Hit Song Prediction
This repo contains implementations of random forest, support vector machine, and neural network for hit song prediction in Pytorch and Sklearn.
Installation
-
Install Anaconda3.
-
Run the following commands to create conda environment and install all dependencies:
username@PC:~$ conda env create -f environment.yml
username@PC:~$ conda activate hits
Training and Testing
Neural Network Model
username@PC:~$ python train_nn.py.
SVM Model
username@PC:~$ python train_svm.py
Random Forest Model
username@PC:~$ python train_random_forest.py
Visualization
Please visit this link for the visualization of our neural network results.

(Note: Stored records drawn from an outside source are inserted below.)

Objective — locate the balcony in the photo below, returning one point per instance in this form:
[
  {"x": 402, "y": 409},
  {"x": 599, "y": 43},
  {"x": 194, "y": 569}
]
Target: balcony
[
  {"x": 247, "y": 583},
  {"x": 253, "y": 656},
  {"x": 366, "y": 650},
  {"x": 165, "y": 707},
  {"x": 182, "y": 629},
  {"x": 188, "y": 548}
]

The code for the above visualization is available here.
Evaluation
Our evaluation metrics are precision, recall, and F1-Score:
Model | Precision | Recall | F1-Score |
---|---|---|---|
SVM(High) | 0.71 | 0.70 | 0.71 |
SVM(Low) | 0.71 | 0.80 | 0.75 |
SVM(Combined) | 0.71 | 0.80 | 0.75 |
RF(High) | 0.90 | 0.93 | 0.92 |
RF(Low) | 0.92 | 0.94 | 0.93 |
RF(Combined) | 0.91 | 0.94 | 0.93 |
NN(High) | 0.87 | 0.82 | 0.84 |
NN(Low) | 0.90 | 0.87 | 0.89 |
NN(Combined) | 0.90 | 0.90 | 0.90 |
High: only high-level features are considered in the training and testing. Low: only low-level features are considered in the training and testing. Combined: Both high-level and low-level features contribute to the prediction.